Encarnacion was 0-for-3 with a walk when he came to the plate in the 11th.
“I was looking for a fastball, just to try to put the barrel on it,” said Encarnacion. “It was a very special moment and a very special opportunity to get it.”
The sellout crowd was in full roar from the moment the starting lineups were announced, blotting out all the normal sounds of a baseball game and it reached a crescendo when Bautista led off the second inning with a home run. Tillman fell behind the Jays slugger. With the count 3-0, Bautista had the green light and bounced a foul ball down the third base line. Bautista connected on the 3-1 fastball and it sailed on a high arc into the netting overtop the Blue Jays bullpen.
Stroman was perfect through three innings – nine up and nine down. In his second at-bat, however, leadoff man Adam Jones reached out and tapped a 1-2 breaking ball on the outside corner, flaring it into right field for Baltimore’s first hit. One out later, Manny Machado ripped a line drive into right centre, but Kevin Pillar laid out and made one of his patented circus catches, forcing Jones back to second base.
But Stroman wasn’t getting out of this inning without paying a price. Trumbo jumped on the first pitch and pulled it down the third base line, a wall-scraping homer that gave Baltimore a 2-1 lead.
After the Bautista homer, Tillman settled in and did not allow another hit until the fifth when the Jays strung three knocks together to score the tying run and chase the Baltimore starter from the game.
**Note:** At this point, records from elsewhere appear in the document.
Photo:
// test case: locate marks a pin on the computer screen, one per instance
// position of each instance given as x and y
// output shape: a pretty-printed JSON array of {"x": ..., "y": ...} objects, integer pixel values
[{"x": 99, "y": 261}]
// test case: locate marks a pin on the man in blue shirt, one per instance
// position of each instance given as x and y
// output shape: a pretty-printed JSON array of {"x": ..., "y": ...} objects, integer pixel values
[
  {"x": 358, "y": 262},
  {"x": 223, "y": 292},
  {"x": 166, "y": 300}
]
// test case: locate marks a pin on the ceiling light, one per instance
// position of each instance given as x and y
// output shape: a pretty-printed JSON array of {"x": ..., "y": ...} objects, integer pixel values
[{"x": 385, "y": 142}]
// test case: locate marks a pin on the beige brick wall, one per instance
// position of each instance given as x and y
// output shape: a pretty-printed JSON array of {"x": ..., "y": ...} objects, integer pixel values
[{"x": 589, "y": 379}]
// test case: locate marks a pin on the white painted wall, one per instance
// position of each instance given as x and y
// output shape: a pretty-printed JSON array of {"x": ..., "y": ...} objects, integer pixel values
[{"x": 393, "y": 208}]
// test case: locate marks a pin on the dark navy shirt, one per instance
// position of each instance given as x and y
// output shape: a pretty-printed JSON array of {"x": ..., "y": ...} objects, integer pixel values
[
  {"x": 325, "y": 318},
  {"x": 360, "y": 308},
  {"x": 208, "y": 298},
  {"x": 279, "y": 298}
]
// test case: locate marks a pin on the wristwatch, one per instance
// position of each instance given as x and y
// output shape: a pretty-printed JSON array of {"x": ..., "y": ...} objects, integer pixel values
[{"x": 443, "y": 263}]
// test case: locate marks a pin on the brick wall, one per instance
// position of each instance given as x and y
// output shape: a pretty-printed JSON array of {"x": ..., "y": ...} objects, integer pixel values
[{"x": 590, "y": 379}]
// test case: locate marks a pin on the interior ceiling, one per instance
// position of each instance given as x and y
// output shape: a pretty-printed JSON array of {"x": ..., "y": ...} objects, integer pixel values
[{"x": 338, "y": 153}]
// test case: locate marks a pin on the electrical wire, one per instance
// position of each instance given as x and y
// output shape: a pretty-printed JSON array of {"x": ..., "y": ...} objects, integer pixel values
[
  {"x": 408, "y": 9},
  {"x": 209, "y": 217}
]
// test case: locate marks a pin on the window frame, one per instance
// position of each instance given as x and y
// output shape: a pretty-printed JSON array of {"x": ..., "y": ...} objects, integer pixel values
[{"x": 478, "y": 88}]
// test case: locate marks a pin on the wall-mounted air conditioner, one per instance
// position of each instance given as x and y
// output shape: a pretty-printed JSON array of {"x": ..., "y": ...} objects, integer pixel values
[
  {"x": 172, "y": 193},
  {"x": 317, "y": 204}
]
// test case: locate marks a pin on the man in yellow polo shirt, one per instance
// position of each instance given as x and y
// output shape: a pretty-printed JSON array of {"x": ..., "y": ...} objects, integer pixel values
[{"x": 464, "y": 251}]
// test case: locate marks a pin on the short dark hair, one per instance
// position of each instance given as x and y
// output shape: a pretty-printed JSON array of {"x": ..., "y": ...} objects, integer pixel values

With one out, Michael Saunders sprayed a double down the left field line. Kevin Pillar then lined a ball toward the right field corner. Saunders had to hold to see if right fielder Michael Bourn would come up with the catch but when the ball caromed off the wall for a double, Saunders could only advance one base. Ezequiel Carrera followed with an RBI single, leaving runners at first and third with one out. Reliever Mychal Givens took the ball from Tillman, threw one pitch and got a 5-4-3 inning-ending double-play ball from Travis to keep the score tied at 2-2.
With Stroman out of the game in the seventh, Brett Cecil came on and induced a slow bouncer from the bat of Matt Wieters that Donaldson bare-handed and turned into a highlight reel play, nipping Wieters. Cecil walked Chris Davis, ending his stint. Joe Biagini picked up from Cecil and fanned Jonathan Schoop and Bourn to end the inning.
With two outs and nobody on in the seventh inning, pinch-hitter Melvin Upton hit a fly ball to the warning track in left. Just as Hyun Soo Kim caught the ball, a beer can was thrown from the stands by some moron, very nearly hitting the Orioles left fielder. Fortunately he made the catch and the can missed but it had the potential to be an embarrassing, ugly incident for the Blue Jays.
“I hope they find that guy and press charges,” said Jones. “That’s not part of baseball. Throw an octopus. Call me what you want. That’s fine but to put us in harms way that’s not part of baseball.”
The Toronto bullpen was brilliant. Cecil, Joe Biagini, Jason Grilli, Roberto Osuna (who had to leave the game in the 10th inning with an apparent injury) and Francisco Liriano combined to allow just one baserunner, that one on a walk by Cecil. After that walk, the Blue Jays pen retired 14 consecutive hitters.
“We were a little beat up out there (in the pen),” said Gibbons. “We came off a tough series at Fenway and used a lot of guys. This past month has been a grind, with a lot of close games. These guys are beat up and to step up like they did, that says a lot.”